Gerade als ich losfahre bekomme ich noch eine schlechte Nachricht aus der Heimat: Vater ist im Spital.

Heute geht es von 1000m auf -400m. Genau wir fahren unter dem Meeresspiegel und nicht etwa 5 oder 10 Meter, nein gleich 400m. Wenn es ein Erdbeben gibt und das Totemeer mit dem Mittelmeer oder Rotesmeer Verbindung bekommt, dann steht hier alles 400m unter Wasser 😉

Ich mache einen Stop, aber der gute Jordanier verlangt gleich 5JD fürs Essen, was wesentlich überteuert ist.

In der Nähe gibt es einen Tauf Ort. Eigentlich war es nicht der Plan da hin zufahren, aber da Vater im Spital liegt und ich seit Irak keine Kirche mehr gesehen habe, so fahre ich den Platz an. Der Eintritt kostet extra, aber nur 12JD.

Hier soll der alte Flussverlauf vom Jorden gewesen sein. Vermutlich eine Führt neben einer nicht mehr vorhandene Brücke.

Es gibt auch mehrere Kirchen. Eine Griechisch Orthodoxe Kirche besichtige ich und bete für Vater und zünde meinem Herrn Vater eine Kerze an.

Ein paar hundert Meter weiter fließt heute der Jordan und damit auch die Grenze.

Allerdings ist heute der Jordan ein reiner Schlamm Fluss.

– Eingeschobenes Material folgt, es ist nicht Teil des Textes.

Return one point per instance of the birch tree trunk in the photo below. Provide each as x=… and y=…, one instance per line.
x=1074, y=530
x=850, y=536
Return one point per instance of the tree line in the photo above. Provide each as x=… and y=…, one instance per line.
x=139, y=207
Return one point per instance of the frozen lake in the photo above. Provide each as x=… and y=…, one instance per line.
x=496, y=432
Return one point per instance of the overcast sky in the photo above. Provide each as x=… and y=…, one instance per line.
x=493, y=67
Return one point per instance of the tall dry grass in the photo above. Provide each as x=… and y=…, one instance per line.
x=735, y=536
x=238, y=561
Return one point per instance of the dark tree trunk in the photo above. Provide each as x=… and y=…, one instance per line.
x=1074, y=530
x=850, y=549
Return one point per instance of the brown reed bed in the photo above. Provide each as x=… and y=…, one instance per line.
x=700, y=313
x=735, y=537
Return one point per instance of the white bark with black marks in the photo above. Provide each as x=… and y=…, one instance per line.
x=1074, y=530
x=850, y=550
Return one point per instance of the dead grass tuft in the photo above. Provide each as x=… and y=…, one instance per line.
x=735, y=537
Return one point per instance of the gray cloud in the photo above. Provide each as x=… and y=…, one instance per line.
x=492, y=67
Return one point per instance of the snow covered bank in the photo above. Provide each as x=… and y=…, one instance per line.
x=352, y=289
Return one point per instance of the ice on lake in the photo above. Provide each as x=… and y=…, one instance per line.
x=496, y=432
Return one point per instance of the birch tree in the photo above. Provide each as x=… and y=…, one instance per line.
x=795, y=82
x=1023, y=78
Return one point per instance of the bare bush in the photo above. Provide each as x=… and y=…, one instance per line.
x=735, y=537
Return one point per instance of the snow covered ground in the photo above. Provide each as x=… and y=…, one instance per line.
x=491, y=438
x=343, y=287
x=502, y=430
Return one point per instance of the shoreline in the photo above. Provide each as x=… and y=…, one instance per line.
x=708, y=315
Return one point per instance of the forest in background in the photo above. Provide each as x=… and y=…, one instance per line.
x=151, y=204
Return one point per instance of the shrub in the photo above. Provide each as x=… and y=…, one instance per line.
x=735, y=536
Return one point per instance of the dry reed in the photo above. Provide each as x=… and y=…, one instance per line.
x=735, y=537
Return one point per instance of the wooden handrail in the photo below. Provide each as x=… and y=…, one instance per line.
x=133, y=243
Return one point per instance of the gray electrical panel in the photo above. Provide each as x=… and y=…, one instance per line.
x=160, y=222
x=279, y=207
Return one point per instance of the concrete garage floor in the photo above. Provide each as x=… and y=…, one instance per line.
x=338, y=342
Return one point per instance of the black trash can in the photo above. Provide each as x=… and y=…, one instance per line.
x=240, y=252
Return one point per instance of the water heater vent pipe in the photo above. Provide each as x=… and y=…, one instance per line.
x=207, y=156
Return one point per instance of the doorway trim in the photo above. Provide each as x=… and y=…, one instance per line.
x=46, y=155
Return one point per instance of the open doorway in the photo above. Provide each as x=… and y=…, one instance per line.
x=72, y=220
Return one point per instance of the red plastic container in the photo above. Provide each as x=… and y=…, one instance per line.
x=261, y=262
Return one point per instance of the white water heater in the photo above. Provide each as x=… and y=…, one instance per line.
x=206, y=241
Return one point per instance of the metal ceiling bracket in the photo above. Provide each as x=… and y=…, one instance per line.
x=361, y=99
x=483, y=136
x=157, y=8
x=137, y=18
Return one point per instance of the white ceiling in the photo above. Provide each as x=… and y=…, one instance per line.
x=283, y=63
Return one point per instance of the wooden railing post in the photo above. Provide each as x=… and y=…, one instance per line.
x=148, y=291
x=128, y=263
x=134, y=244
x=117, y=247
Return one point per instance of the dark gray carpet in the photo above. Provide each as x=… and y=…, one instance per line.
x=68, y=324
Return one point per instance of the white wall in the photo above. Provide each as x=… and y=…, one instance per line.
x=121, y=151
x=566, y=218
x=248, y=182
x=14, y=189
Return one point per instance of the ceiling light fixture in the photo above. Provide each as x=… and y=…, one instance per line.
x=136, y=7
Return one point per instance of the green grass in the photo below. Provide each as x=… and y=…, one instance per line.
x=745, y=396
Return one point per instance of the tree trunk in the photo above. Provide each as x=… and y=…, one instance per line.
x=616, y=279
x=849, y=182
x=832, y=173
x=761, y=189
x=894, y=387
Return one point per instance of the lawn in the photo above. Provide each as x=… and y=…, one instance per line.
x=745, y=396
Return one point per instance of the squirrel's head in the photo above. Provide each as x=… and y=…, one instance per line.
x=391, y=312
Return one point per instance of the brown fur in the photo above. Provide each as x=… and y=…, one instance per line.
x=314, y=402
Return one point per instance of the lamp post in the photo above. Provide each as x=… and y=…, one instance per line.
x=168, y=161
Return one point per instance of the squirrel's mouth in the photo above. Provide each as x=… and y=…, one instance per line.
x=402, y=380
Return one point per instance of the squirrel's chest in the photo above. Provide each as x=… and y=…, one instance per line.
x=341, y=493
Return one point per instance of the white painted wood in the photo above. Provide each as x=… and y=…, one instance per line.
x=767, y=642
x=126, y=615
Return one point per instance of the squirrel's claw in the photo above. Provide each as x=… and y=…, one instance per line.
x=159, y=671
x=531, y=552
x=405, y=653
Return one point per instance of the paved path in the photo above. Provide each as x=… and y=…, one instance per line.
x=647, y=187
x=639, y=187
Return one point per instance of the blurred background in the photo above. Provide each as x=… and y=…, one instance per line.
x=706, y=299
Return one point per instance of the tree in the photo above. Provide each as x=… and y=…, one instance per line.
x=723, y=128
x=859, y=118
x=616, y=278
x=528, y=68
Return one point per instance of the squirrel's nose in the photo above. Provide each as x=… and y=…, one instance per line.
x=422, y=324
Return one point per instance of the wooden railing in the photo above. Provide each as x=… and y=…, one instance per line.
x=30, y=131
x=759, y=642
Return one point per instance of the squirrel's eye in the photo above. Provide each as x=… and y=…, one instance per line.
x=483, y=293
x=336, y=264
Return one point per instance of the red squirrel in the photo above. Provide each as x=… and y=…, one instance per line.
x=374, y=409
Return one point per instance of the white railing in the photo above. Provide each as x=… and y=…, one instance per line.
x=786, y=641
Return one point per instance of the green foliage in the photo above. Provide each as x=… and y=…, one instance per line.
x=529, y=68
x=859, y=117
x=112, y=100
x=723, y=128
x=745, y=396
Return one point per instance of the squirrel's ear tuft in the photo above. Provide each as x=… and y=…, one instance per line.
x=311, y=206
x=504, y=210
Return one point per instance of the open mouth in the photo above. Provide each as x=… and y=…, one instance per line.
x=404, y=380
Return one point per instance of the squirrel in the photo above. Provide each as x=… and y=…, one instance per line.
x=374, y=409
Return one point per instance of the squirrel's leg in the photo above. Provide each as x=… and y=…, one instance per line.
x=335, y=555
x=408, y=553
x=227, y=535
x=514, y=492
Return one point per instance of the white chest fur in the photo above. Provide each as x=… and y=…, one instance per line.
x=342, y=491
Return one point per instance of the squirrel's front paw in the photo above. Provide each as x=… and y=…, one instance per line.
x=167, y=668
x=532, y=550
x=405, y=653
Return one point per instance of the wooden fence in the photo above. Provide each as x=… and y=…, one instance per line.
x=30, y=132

Wenn heute Jesus leben würde, würde er sicherlich auf eine Taufe verzichten. 😉

Auf dem Weg zum Toten Meer komme ich noch an einem Einkaufszentrum vorbei mit Geldautomat. Kaum stecke ich meine Schweizer Karte rein – PIN, Betrag und Ja, Quittung – es kommt eine Fehlermeldung und das wars. Keine Karte. Zum Glück ist neben an die Bank und oh Wunder die Bank ist geöffnet. Ich klage mein Leid und mit Hilfe meines Passes aus Rosali bekomme ich auch meine BankKarte zurück. Auf die Rückfrage was den los sei, wurde mir empfohlen die Bank anzurufen, bevor ich die Karte wieder einsetzte.

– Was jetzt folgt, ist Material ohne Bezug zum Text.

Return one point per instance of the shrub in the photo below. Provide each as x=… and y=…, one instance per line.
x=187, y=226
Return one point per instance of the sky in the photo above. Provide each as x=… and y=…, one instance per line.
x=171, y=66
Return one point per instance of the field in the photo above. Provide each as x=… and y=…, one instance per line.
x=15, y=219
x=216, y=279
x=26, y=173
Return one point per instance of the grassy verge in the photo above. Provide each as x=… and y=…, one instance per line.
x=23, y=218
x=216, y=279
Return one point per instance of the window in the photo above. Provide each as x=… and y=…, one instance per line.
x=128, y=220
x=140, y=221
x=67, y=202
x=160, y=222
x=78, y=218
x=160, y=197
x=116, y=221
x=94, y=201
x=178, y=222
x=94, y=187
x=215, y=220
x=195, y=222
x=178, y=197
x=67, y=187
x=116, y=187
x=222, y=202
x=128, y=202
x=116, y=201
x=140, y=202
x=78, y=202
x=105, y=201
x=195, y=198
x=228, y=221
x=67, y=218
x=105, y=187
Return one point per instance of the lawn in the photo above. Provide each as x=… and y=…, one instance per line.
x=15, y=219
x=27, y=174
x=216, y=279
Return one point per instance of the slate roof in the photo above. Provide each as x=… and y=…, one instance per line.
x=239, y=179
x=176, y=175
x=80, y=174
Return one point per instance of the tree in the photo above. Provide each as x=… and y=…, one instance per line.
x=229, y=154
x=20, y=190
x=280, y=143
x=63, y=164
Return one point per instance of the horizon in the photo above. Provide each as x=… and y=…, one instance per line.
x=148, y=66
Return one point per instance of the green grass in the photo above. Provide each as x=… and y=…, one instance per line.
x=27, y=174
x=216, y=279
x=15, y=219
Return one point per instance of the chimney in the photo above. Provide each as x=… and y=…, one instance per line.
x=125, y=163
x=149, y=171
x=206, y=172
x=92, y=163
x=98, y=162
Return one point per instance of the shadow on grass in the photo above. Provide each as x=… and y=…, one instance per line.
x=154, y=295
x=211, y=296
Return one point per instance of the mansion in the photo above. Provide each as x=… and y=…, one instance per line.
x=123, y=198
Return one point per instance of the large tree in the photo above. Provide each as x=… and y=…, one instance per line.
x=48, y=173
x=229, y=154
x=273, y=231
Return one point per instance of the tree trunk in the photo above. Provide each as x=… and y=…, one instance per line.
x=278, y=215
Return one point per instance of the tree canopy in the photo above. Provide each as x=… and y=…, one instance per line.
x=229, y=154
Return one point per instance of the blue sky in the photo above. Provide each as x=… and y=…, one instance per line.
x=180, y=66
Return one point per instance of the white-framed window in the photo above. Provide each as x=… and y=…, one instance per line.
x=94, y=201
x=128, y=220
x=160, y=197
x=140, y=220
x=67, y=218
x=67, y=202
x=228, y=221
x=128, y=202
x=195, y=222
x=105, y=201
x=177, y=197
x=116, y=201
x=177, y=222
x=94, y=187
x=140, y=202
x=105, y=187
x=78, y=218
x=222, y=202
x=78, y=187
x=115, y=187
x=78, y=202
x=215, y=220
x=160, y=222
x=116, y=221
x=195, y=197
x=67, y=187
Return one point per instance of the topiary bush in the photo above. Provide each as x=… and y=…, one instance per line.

sCHeiss Dreck, es könnte auch meine Bank mich zuerst informieren. 😦

Einfach eine Karte sperren zulassen ohne Info ist wohl die größte Schweinerei. Zum Glück habe ich noch 3 weitere Karten, die ich einsetzten kann. So verlasse ich den Supermarkt mit 240JD in Bar und noch 200g Kaffee, gemahlen – zur Reserve 😉

Ein paar km weiter sehe ich ein Schild zu einem Aussichtsplattform und biege spontan ab. Nach ein paar Kehren komme ich an einem Parkplatz an und richte mich ein. Ich treffe auch ein paar Mopedfahrer aus Jordanien und wir unterhalten uns.

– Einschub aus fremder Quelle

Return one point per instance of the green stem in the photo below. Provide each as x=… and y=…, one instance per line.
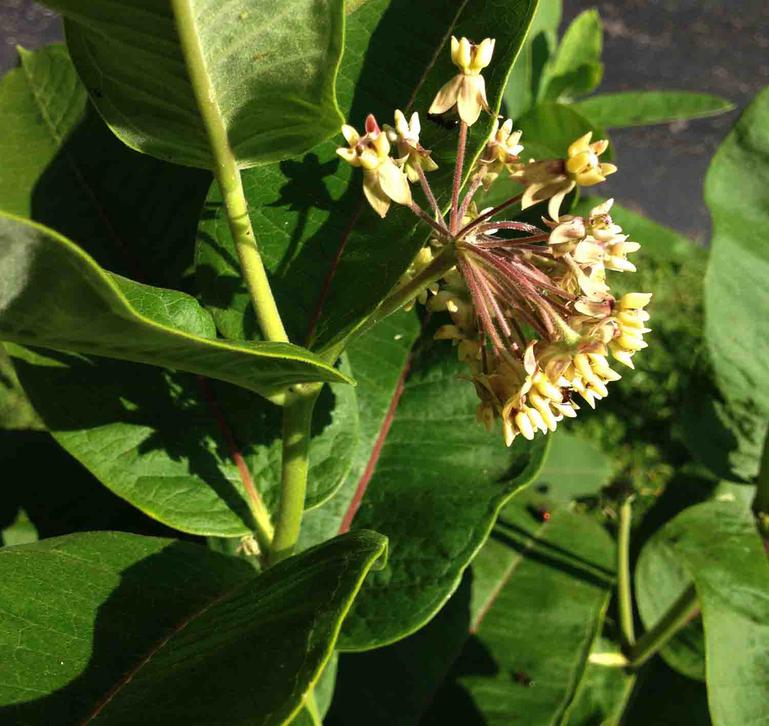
x=228, y=175
x=624, y=587
x=311, y=704
x=651, y=642
x=761, y=500
x=297, y=419
x=406, y=293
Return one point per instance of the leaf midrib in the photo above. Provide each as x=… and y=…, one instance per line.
x=153, y=651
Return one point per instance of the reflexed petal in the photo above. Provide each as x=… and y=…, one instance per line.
x=374, y=193
x=394, y=183
x=580, y=145
x=350, y=134
x=446, y=98
x=469, y=101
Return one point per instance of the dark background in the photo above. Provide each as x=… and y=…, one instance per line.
x=718, y=46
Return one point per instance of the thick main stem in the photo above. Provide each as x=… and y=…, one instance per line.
x=651, y=642
x=228, y=175
x=454, y=221
x=297, y=420
x=624, y=588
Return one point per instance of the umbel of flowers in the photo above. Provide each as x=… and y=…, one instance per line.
x=532, y=312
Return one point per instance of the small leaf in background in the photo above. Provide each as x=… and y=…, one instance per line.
x=718, y=546
x=551, y=128
x=510, y=646
x=639, y=424
x=107, y=625
x=438, y=480
x=576, y=67
x=726, y=426
x=643, y=108
x=49, y=287
x=603, y=692
x=267, y=77
x=331, y=258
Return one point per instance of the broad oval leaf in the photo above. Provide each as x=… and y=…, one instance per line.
x=510, y=646
x=643, y=108
x=187, y=451
x=103, y=626
x=62, y=167
x=331, y=258
x=164, y=73
x=54, y=295
x=727, y=428
x=434, y=483
x=719, y=547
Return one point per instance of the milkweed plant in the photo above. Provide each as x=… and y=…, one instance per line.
x=310, y=316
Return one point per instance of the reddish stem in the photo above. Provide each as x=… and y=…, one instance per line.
x=376, y=452
x=488, y=215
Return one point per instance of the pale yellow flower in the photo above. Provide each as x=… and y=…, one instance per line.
x=405, y=136
x=466, y=91
x=383, y=180
x=554, y=179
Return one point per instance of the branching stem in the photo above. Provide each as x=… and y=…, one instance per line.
x=297, y=420
x=454, y=219
x=651, y=642
x=427, y=189
x=624, y=588
x=761, y=499
x=488, y=215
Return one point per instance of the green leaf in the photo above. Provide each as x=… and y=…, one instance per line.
x=61, y=166
x=379, y=361
x=50, y=288
x=643, y=108
x=576, y=68
x=523, y=84
x=512, y=641
x=640, y=423
x=603, y=692
x=660, y=579
x=434, y=484
x=665, y=698
x=574, y=468
x=331, y=258
x=265, y=78
x=728, y=427
x=181, y=448
x=107, y=625
x=718, y=546
x=16, y=412
x=552, y=127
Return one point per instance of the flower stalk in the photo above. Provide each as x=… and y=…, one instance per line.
x=532, y=314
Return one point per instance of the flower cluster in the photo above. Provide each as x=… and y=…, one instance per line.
x=532, y=312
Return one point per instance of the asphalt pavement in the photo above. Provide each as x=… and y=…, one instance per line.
x=718, y=46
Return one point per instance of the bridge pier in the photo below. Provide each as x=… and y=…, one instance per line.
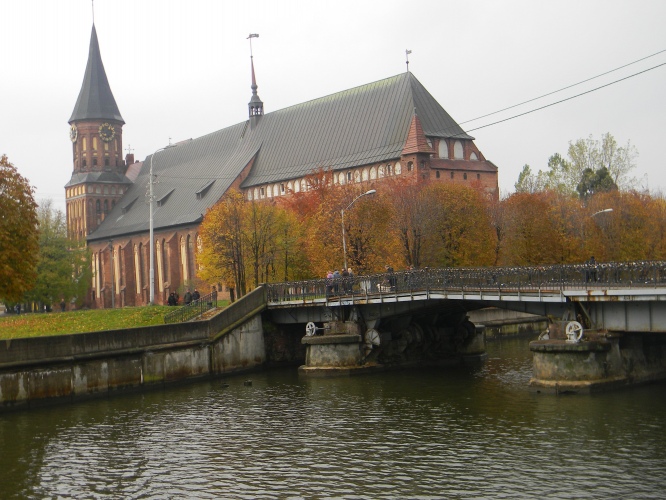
x=344, y=348
x=599, y=362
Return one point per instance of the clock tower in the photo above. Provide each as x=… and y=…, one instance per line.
x=96, y=131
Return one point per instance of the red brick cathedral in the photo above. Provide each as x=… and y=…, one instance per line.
x=393, y=127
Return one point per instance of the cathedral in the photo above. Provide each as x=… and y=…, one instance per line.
x=392, y=127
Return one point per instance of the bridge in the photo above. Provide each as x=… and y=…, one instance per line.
x=606, y=320
x=617, y=296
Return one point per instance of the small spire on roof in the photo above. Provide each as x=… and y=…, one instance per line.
x=255, y=106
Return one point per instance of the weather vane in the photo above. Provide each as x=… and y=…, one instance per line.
x=250, y=37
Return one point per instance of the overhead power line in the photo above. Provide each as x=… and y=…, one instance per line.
x=567, y=99
x=564, y=88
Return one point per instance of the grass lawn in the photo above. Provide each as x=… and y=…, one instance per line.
x=58, y=323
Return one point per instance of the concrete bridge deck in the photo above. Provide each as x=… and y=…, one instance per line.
x=625, y=296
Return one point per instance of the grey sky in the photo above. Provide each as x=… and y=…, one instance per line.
x=180, y=69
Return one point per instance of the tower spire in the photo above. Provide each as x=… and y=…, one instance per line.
x=255, y=106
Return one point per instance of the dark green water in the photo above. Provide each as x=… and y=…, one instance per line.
x=473, y=433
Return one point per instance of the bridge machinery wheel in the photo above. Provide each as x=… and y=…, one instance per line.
x=574, y=331
x=372, y=337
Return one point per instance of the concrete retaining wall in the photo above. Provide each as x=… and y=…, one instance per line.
x=48, y=368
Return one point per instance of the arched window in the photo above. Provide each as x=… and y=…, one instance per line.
x=137, y=268
x=458, y=153
x=160, y=265
x=443, y=149
x=165, y=259
x=184, y=260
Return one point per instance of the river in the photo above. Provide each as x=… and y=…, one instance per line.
x=435, y=433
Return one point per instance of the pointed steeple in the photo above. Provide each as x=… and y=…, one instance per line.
x=95, y=100
x=416, y=140
x=255, y=106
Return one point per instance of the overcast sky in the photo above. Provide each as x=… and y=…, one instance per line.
x=180, y=69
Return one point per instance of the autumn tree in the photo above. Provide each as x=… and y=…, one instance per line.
x=18, y=233
x=246, y=243
x=62, y=269
x=458, y=231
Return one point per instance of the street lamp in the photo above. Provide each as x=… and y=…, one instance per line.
x=342, y=216
x=602, y=211
x=151, y=201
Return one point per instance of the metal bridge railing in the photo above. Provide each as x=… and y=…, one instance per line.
x=521, y=279
x=192, y=310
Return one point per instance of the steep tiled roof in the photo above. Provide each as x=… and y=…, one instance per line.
x=95, y=100
x=463, y=165
x=363, y=125
x=416, y=139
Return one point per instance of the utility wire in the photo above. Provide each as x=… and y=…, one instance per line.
x=567, y=99
x=563, y=88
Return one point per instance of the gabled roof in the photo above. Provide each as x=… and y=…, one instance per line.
x=95, y=100
x=360, y=126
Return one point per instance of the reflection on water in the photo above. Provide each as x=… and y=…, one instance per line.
x=445, y=433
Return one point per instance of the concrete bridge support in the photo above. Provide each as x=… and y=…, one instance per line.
x=348, y=347
x=599, y=362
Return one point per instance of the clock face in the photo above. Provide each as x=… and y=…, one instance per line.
x=106, y=132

Nach dem sehr schönen Sonnenuntergang wird es frisch und ich mache mir zwei Pack Nudeln, danach Tee und Bett.

Die Nacht war mit 12°C sehr angenehm. Hier braucht man keine Heizung mehr, was mir die Sorgen um Gasbeschaffung nimmt.

Morgen soll ein Regentag kommen. Ich werde versuchen einen guten und Sicheren Ort zu finden um den Tag aus zu sitzen.

Die Nacht war sehr gut. Sterne, Mond und Stille.

Der Morgen begrüßt mich mit Sonnenschein und einen schönen Ausblick. Eine Herde Ziegen kommt auch vorbei.